The tokenizer produces the following output:标记器生成以下输出:

Token(type='IF', value='IF', line=2, column=4)
Token(type='ID', value='quantity', line=2, column=7)
Token(type='THEN', value='THEN', line=2, column=16)
Token(type='ID', value='total', line=3, column=8)
Token(type='ASSIGN', value=':=', line=3, column=14)
Token(type='ID', value='total', line=3, column=17)
Token(type='OP', value='+', line=3, column=23)
Token(type='ID', value='price', line=3, column=25)
Token(type='OP', value='*', line=3, column=31)
Token(type='ID', value='quantity', line=3, column=33)
Token(type='END', value=';', line=3, column=41)

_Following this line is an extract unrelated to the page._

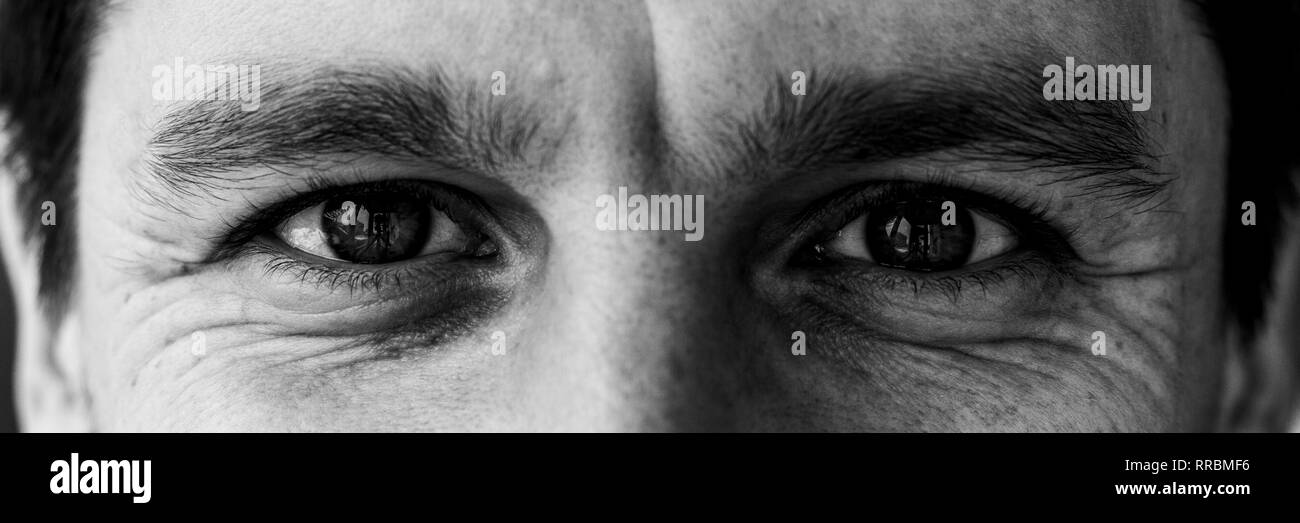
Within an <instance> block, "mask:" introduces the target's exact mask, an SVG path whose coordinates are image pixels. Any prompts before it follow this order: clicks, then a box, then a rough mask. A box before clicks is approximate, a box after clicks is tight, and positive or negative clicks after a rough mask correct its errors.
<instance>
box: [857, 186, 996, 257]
mask: <svg viewBox="0 0 1300 523" xmlns="http://www.w3.org/2000/svg"><path fill="white" fill-rule="evenodd" d="M949 209H950V211H948V213H949V216H950V217H952V220H950V221H952V224H950V225H944V213H945V209H944V207H943V202H940V200H907V202H897V203H893V204H891V206H885V207H883V208H879V209H872V211H871V213H870V215H868V216H867V224H866V242H867V250H868V251H870V252H871V258H872V259H875V262H876V263H879V264H881V265H887V267H897V268H904V269H909V271H948V269H954V268H958V267H961V265H962V264H965V263H966V260H967V259H970V255H971V251H972V248H974V246H975V222H974V220H972V219H971V216H970V212H967V211H966V209H963V208H961V207H958V208H949Z"/></svg>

Token(type='ID', value='tax', line=4, column=8)
Token(type='ASSIGN', value=':=', line=4, column=12)
Token(type='ID', value='price', line=4, column=15)
Token(type='OP', value='*', line=4, column=21)
Token(type='NUMBER', value=0.05, line=4, column=23)
Token(type='END', value=';', line=4, column=27)
Token(type='ENDIF', value='ENDIF', line=5, column=4)
Token(type='END', value=';', line=5, column=9)
Frie09

Friedl, Jeffrey. Mastering Regular Expressions. 3rd ed., O’Reilly Media, 2009. 弗里德尔,杰弗里:《掌握正则表达式》第三版,O'Reilly Media,2009年。The third edition of the book no longer covers Python at all, but the first edition covered writing good regular expression patterns in great detail.这本书的第三版不再涵盖Python,但第一版详细介绍了如何编写良好的正则表达式模式。